A major SEI project is studying the Makeni bioenergy project – the largest agricultural development project ever undertaken in Sierra Leone, at a cost of 267 million euros – to explore these issues and build analytical tools that could be applied to bioenergy projects in other countries as well.
The project is assessing the sustainability of the Makeni project from the perspective of rural transformation and low carbon pathways, focusing on the shift from subsistence farming to industrial agriculture in the Makeni region. The ultimate aim is to consider the linkages, conflicts and synergies that arise when economic development and renewable resource development processes unfold in tandem.
The work plan includes one component on the agro-industrial system in terms of energy balances and climate impacts for alternative sugarcane production schemes. A second component focuses on the local level in assessing the rural transformation and changes in livelihoods that are occurring. A third, cross-cutting component considers issues of energy and water access and availability at the local and regional levels.
“This project is quite unique because we will be able to observe the impact of large-scale biofuel investments on livelihoods within the communities nearby,” says Fielding. “We will also be able to understand the role of agro-industrial sugarcane in enabling low-carbon growth in low-income countries.”
Connecting with local communities
The project began early this year, and has now completed its first round of intensive fieldwork. In October, SEI researchers Francis X. Johnson, Nina Weitz, Jacqueline Senyagwa and Matthew Fielding, and intern James Kong-Win Chang, visited Sierra Leone to gather information and train a local survey team.
SEI has engaged a local project manager, Ival Cummings-John, and during the October visit, the SEI team and Cummings-John designed and implemented an eight-day capacity-building course with seven students and recent graduates from the University of Makeni, Sierra Leone. The course covered key data collection methods, including Participatory Rural Appraisal (PRA), household surveys and in Progress Out of Poverty Index (PPI).
Since then, the newly trained team has been conducting household surveys across the region; as of mid-December, 323 surveys had been completed. They will constitute the initial baseline for the analysis; the surveys will then be repeated at intervals of six months.
“These surveys will help us understand the impact of the investment on local livelihoods,” says Stacey Noel, director of the SEI Africa Centre. “By speaking with households, we hope to find out how living in close proximity to the Makeni complex affects poor farmers in the project area. Addax has also initiated a series of social improvement schemes, and we’ll use the surveys to gauge the extent of their benefits as well.”
The first survey data sheets will be delivered to SEI before the end of 2013, and then SEI researchers will begin analysing the data. The next survey will begin in April 2014.

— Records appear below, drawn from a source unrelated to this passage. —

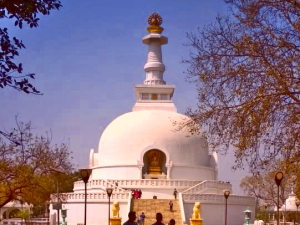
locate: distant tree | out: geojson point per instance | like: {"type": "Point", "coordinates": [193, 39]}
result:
{"type": "Point", "coordinates": [264, 189]}
{"type": "Point", "coordinates": [25, 169]}
{"type": "Point", "coordinates": [247, 71]}
{"type": "Point", "coordinates": [21, 11]}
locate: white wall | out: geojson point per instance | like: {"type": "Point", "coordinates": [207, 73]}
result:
{"type": "Point", "coordinates": [214, 214]}
{"type": "Point", "coordinates": [192, 173]}
{"type": "Point", "coordinates": [118, 172]}
{"type": "Point", "coordinates": [97, 213]}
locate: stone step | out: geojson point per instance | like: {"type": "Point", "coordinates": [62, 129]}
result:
{"type": "Point", "coordinates": [152, 206]}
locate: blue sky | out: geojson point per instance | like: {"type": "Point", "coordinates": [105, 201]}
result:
{"type": "Point", "coordinates": [87, 58]}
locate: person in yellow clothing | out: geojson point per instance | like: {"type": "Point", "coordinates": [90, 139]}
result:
{"type": "Point", "coordinates": [131, 219]}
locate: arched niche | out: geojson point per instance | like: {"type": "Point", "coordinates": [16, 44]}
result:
{"type": "Point", "coordinates": [154, 161]}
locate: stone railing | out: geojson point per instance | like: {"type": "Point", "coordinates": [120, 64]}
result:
{"type": "Point", "coordinates": [153, 183]}
{"type": "Point", "coordinates": [213, 198]}
{"type": "Point", "coordinates": [96, 184]}
{"type": "Point", "coordinates": [208, 184]}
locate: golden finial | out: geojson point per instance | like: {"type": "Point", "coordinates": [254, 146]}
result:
{"type": "Point", "coordinates": [155, 21]}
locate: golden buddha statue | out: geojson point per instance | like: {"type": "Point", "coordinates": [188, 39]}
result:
{"type": "Point", "coordinates": [154, 162]}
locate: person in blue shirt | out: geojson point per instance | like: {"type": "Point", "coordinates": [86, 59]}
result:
{"type": "Point", "coordinates": [141, 219]}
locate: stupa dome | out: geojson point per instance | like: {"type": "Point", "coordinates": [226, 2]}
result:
{"type": "Point", "coordinates": [130, 135]}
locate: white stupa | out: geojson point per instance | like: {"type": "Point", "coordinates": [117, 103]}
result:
{"type": "Point", "coordinates": [142, 150]}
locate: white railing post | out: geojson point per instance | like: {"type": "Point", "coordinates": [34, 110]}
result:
{"type": "Point", "coordinates": [181, 208]}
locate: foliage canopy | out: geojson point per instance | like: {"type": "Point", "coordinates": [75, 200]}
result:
{"type": "Point", "coordinates": [25, 169]}
{"type": "Point", "coordinates": [247, 70]}
{"type": "Point", "coordinates": [22, 11]}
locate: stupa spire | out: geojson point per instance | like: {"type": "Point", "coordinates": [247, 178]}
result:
{"type": "Point", "coordinates": [154, 94]}
{"type": "Point", "coordinates": [154, 67]}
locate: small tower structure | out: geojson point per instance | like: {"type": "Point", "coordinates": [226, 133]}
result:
{"type": "Point", "coordinates": [154, 94]}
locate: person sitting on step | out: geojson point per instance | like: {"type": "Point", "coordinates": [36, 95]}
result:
{"type": "Point", "coordinates": [172, 222]}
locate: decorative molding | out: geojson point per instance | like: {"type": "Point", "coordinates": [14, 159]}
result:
{"type": "Point", "coordinates": [217, 199]}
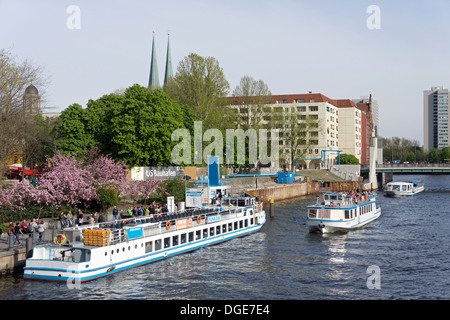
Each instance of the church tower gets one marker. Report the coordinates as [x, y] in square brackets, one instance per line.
[31, 100]
[153, 81]
[168, 73]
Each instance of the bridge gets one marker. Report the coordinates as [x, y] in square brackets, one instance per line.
[410, 168]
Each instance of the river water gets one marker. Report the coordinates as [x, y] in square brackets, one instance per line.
[402, 255]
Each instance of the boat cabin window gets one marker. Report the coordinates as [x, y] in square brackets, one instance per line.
[157, 244]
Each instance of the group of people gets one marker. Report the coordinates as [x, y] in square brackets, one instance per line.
[16, 229]
[68, 219]
[138, 211]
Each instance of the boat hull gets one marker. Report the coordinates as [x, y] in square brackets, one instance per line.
[332, 226]
[394, 194]
[77, 272]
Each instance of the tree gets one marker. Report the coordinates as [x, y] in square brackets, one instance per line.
[299, 132]
[15, 125]
[253, 95]
[433, 156]
[445, 154]
[201, 84]
[348, 159]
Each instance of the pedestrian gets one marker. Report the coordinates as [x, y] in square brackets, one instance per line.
[70, 218]
[24, 226]
[10, 232]
[41, 230]
[17, 233]
[115, 213]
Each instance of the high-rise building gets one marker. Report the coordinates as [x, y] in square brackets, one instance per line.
[153, 80]
[435, 118]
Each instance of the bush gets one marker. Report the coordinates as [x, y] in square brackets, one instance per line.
[107, 197]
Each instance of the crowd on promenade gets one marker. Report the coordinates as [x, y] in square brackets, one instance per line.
[16, 230]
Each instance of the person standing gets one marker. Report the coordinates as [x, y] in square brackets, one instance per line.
[41, 230]
[115, 213]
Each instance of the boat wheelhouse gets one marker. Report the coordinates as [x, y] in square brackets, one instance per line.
[88, 252]
[342, 212]
[401, 189]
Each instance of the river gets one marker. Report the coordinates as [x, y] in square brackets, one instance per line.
[402, 255]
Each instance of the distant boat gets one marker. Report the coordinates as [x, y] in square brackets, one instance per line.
[401, 189]
[341, 213]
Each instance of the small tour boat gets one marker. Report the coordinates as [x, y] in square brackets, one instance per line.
[400, 189]
[87, 252]
[342, 212]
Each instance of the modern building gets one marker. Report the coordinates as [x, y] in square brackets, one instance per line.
[342, 126]
[31, 100]
[153, 81]
[375, 111]
[318, 145]
[435, 118]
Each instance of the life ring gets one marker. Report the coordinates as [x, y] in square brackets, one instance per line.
[59, 239]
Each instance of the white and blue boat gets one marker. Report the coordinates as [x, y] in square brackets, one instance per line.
[340, 212]
[402, 189]
[87, 252]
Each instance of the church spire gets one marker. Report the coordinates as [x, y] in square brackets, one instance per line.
[153, 81]
[168, 73]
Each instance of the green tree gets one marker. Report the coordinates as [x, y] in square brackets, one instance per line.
[201, 84]
[433, 156]
[445, 154]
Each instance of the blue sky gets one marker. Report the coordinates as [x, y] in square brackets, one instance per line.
[294, 46]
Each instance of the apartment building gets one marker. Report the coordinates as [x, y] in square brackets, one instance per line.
[435, 118]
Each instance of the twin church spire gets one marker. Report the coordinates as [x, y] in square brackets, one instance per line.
[153, 80]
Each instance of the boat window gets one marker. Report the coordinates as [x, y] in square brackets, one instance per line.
[166, 242]
[148, 246]
[157, 244]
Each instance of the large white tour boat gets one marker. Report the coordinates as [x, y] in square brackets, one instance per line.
[401, 189]
[88, 252]
[342, 212]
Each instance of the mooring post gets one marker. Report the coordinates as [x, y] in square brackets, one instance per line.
[271, 208]
[29, 247]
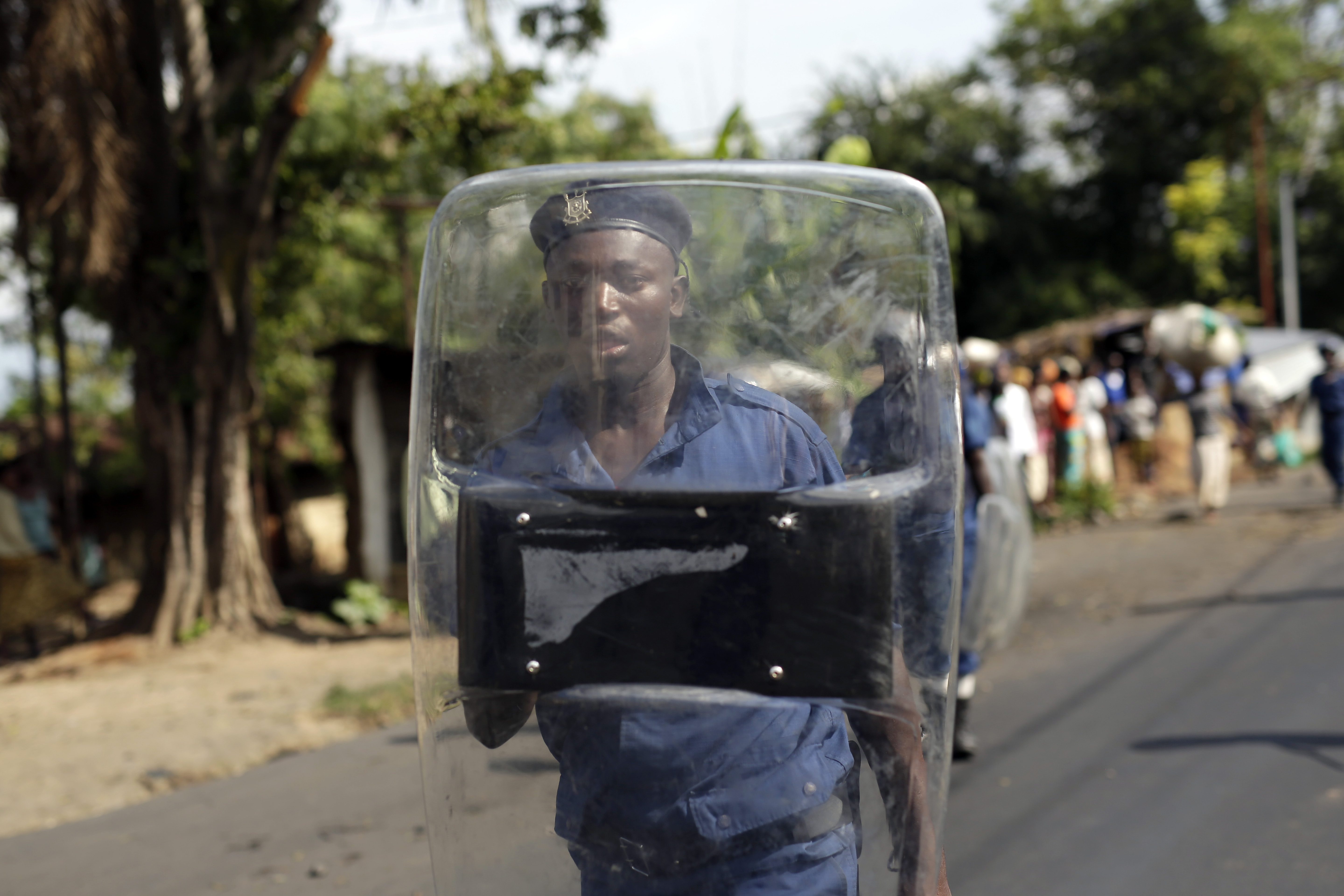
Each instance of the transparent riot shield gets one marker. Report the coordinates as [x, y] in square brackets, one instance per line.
[1002, 578]
[685, 481]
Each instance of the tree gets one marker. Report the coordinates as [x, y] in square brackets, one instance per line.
[1054, 156]
[365, 170]
[166, 197]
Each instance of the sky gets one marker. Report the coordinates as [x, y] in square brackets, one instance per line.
[695, 60]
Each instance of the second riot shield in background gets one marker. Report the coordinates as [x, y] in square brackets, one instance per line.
[685, 480]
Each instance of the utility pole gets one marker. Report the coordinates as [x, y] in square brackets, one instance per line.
[1288, 250]
[1263, 245]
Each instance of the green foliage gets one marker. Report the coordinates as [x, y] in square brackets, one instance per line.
[737, 139]
[365, 604]
[568, 26]
[1204, 236]
[373, 707]
[1085, 503]
[850, 150]
[1062, 159]
[375, 136]
[196, 630]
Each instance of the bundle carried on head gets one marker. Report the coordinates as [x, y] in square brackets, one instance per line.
[1197, 338]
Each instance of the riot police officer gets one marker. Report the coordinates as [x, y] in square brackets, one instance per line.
[667, 784]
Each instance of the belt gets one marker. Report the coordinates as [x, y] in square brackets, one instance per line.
[682, 858]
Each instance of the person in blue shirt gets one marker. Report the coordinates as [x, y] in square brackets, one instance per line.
[1328, 392]
[679, 791]
[976, 429]
[886, 438]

The Addax project is located near the town of Makeni in the Bombali district, approximately 160 km from the Sierra Leone capital, Freetown. The region around the town of Makeni is the fastest-growing area of the country, and a major commercial, educational, logistical and economic centre due to its strategic location and the recent improvements in infrastructure along with the continuing development of nearby mining and agricultural areas.
The project includes a roughly 10,000-hectare sugarcane estate, establishment of an ethanol distillery that will produce roughly 85,000 cubic metres of ethanol per year, and the supply of 15 MW of sugarcane bagasse-based electricity to the national grid. The project has been financed with the support of eight European and African development finance institutions.